Krugman vuelve a las andadas: el carnaval ciborg

Probablemente, la mayor virtud de Paul Krugman durante estos últimos años haya sido la de no haberse callado nada. El Premio Nobel ha utilizado recurrentemente su plástico lenguaje para describirnos la realidad tal como la observa y, al hacerlo, ha contribuido decisivamente a que todos sus lectores podamos contemplar el auténtico rostro antieconómico del keynesianismo.

Y es que, hasta la fecha, el estadounidense ha abrazado casi cualquier catástrofe y plaga bíblica imaginable como catalizadores de la recuperación. Para Krugman, todo aquello que contribuya a aumentar el gasto público o privado, aunque constituya un manifiesto despilfarro y una onerosa destrucción de riqueza, permite superar las depresiones económicas.

Así, hasta el momento le hemos visto atribuir efectos económicos positivos a las burbujas inmobiliarias: “Para combatir la recesión es necesario que la Fed responda con contundencia; hay que incrementar el gasto familiar para compensar la languideciente inversión empresarial. Y para hacerlo Alan Greenspan tiene que crear una burbuja inmobiliaria, con la que reemplazar la burbuja del Nasdaq” (‘Dubya’s Double Dip?’, 2002); a las guerras “En general, las guerras son expansivas para la economía, al menos en el corto plazo. Recordad, la Segunda Guerra Mundial puso fin a la Gran Depresión” (‘An Iraq Recession?’, 2008); a los holocaustos nucleares: “Y sí, con todo esto quiero decir que una catástrofe nuclear en Japón podría terminar acarreando efectos expansivos sobre la economía, tal vez no para la japonesa, pero sí para la mundial” (‘Meltdown Macroeconomics’, 2011); y a las invasiones alienígenas ficticias: “Si descubriéramos que unos extraterrestres tienen planes de atacarnos y necesitáramos una producción masiva de armamento para defendernos, podríamos dejar de preocuparnos por la inflación y los déficits presupuestarios, con lo que esta crisis terminaría en 18 meses. Y si después descubriéramos que nos habíamos equivocado, que no había tales extraterrestres ahí afuera, mejor que mejor” (entrevista en CNN, 2011).

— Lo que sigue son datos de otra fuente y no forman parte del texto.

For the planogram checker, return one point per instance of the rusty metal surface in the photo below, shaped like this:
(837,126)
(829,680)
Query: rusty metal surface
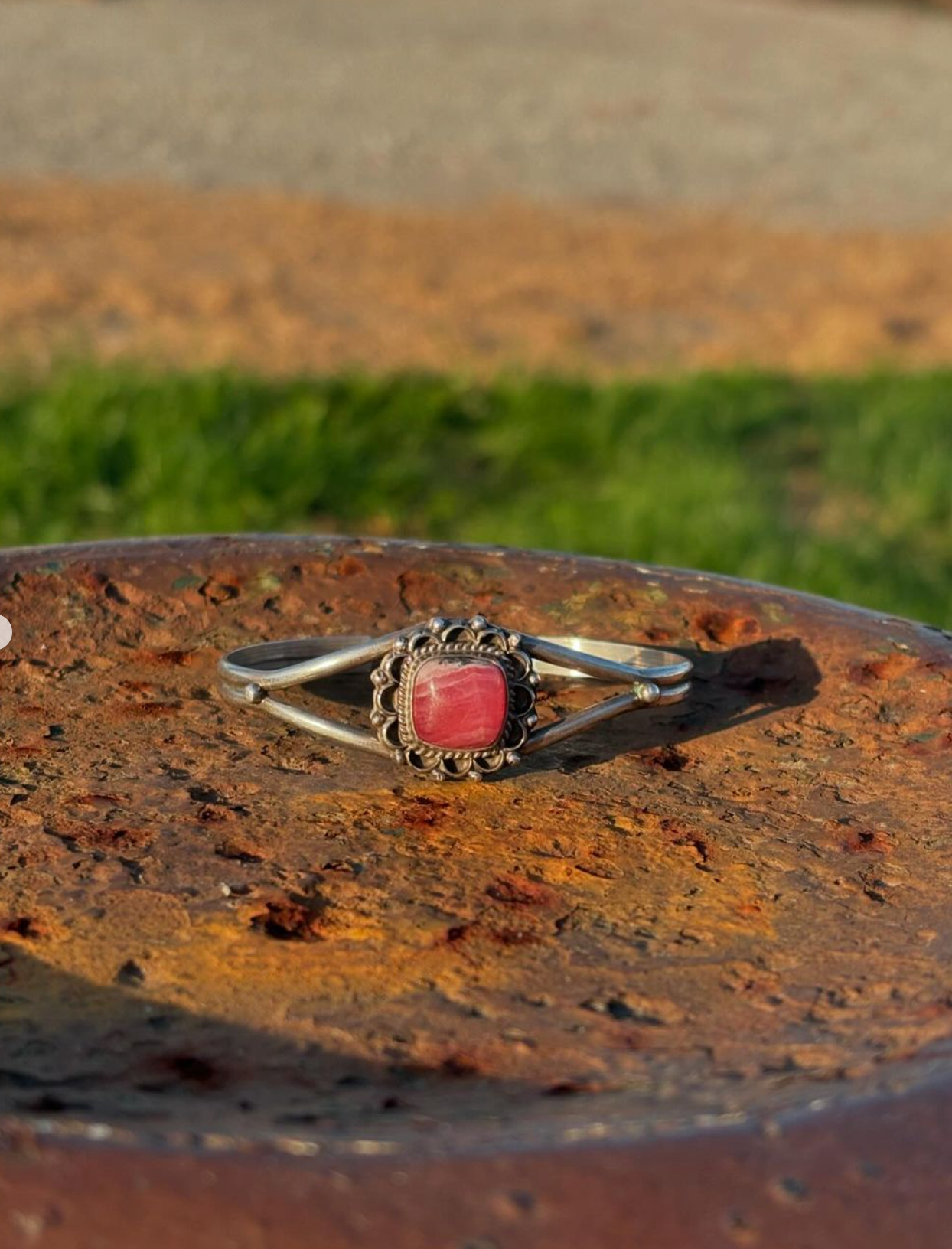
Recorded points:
(690,947)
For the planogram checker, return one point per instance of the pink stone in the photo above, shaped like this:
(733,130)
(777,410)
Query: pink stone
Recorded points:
(458,703)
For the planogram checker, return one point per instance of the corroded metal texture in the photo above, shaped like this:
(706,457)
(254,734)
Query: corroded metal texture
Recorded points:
(282,990)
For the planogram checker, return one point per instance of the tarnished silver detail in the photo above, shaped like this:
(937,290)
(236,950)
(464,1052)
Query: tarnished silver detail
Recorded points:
(250,675)
(458,640)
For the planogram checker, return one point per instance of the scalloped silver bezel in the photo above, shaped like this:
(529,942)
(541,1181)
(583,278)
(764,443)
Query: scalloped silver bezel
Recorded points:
(393,695)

Uno podría barruntarse que, tras la parábola de los extraterrestres, Krugman había terminado de exprimir su retorcida imaginación keynesiana, que no podía concebir nuevos disparates que superasen a los anteriores. Pero no: anoten la última del Nobel. Para salir de la recesión, necesitamos un carnaval de ciborgs: “Supongamos que las empresas estadounidenses, que ahora mismo están sentadas sobre una enorme montaña de efectivo,  se entusiasmaran con la idea de vestir a sus empleados como ciborgs, pertrechándoles a cada uno de ellos con unas Google Glass y relojes inteligentes. Y supongamos que al cabo de tres años descubren que toda esa inversión no valía realmente la pena. Aun así, este boom de inversiones nos habría proporcionado varios años de aumento del empleo, sin haber incurrido en ningún despilfarro real, pues la alternativa era que los recursos estuvieran ociosos” (‘Secular Stagnation, Coalmines, Bubbles, and Larry Summers’, 2013).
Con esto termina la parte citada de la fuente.